Firstly, rule out any suggestions of strategies that are counter to scientific evidence. There are real world examples of how this can have unforeseen issues.
The Western Australia shark cull is a lesson in complete failure. The government relied on political ideology over scientific evidence to implement a cull. The scientific community predicted the outcome to a tee.
The cull did not improve public safety at all. But, it had a significant impact on Australia’s reputation as a precedential manager of endangered species. In the aftermath, all this policy achieved was the diminishment of Australia’s reputation.

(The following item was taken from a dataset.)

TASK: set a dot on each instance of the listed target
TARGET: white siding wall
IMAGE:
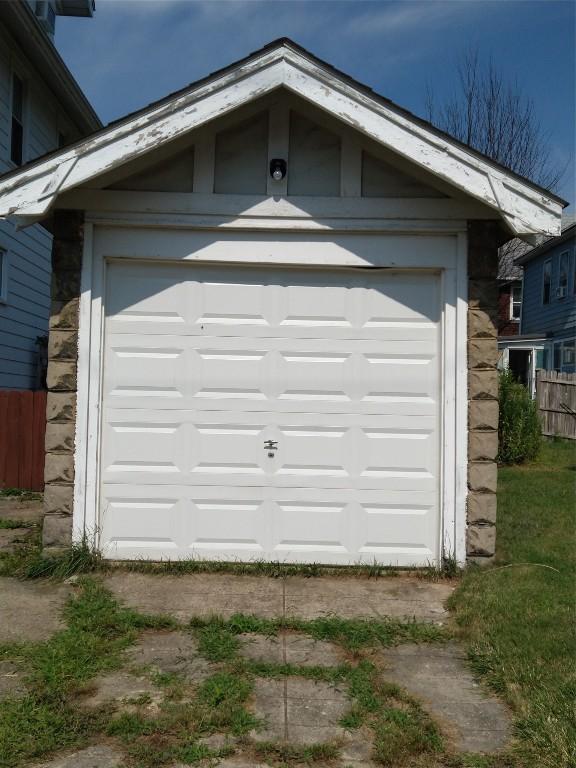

Secondly, develop risk aversion strategies for high risk groups. Specifically, young males and foreigners. While this would need development on the basis of research that determines the breadth of high risk groups and why their risk is high, potential solutions could involve increased safety barriers in areas where high risk groups are most common, such as river pubs.
Along with this, education is an important factor because a good portion of those involved in crocodile interactions are foreigners. The best way to target these groups would be through tour operators. As this is where most foreign tourists end up. Investments in expanding safe practices and knowledge on crocodiles may be enough to subside the risk to foreigners – foreigners are a only a fraction of the affected group.
Potential mitigation mechanisms at the disposal of local and national governments are broad, although many hold promise. In the light of scientific knowledge, the best option is to develop strategies that further public awareness and minimise risky behaviour.
The specifics of the best path to take are still up in the air. But, one thing is certain: a crocodile cull holds no merit nor those that purport it.